The next day there was a letter to Ivy in the school newspaper, pointing out that Ivy was essentially a ditz brain because the author's letter had been left off at the dormitory. If Ivy had been watching him as much as she said she was, she'd know that he lived with his parents up on the hill above the college. He also complimented us on our clever idea and wondered why we had to resort to insulting 20 guys instead of using our feminine charms.
We snuck down to the newspaper office late at night and slipped a note under the door. It was printed in the next newspaper that came out. I have no recollection of what it said except that the men on campus wouldn't recognize a feminine charm if it landed in their laps. Of course, it was in my handwriting. But since no one in this crowd of guys had ever looked over my shoulder, no one ever knew it was me.
Pete once cornered Trina and told her that he knew that she was Ivy, but she just laughed and denied it (truthfully) telling him that it was not her.

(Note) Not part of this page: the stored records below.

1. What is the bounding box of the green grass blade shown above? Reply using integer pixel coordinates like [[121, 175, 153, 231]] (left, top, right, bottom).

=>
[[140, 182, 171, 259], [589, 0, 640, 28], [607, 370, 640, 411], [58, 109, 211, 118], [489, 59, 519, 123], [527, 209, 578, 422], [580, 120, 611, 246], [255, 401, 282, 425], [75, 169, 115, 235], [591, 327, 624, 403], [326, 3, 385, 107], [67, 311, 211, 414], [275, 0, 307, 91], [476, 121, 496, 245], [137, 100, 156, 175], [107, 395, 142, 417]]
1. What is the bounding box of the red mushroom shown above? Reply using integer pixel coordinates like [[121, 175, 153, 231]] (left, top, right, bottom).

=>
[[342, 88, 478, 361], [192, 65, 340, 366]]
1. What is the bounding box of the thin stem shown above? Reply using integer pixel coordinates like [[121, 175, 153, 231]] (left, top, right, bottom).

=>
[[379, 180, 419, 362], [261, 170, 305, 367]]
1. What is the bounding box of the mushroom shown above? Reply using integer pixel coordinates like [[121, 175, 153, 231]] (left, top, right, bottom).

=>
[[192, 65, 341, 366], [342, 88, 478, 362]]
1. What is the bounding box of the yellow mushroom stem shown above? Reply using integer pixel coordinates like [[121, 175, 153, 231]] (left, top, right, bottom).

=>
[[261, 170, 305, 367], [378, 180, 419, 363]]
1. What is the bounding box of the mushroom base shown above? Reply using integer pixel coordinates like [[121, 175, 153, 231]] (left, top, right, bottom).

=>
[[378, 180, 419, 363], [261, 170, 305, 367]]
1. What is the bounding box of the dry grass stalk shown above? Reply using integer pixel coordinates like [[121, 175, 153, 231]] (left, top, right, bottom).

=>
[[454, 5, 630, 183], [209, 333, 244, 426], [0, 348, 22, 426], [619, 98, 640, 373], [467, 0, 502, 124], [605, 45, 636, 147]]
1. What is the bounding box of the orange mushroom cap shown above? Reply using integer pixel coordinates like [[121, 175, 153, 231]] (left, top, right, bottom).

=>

No one ever found out that I did this or that I was behind it in any way. I didn't get the expected results, but I had a lot of laughs.
Just as I have with all these bad dates over the years. If you can't change the way things are, reframe the whole situation by finding the enjoyable, funny, or intriguing aspects of it to focus on. This continues to be a major cornerstone of my worldview.
Just as I have with all these bad dates over the years. If you can't change the way things are, reframe the whole situation by finding the enjoyable, funny, or intriguing aspects of it to focus on. This continues to be a major cornerstone of my worldview.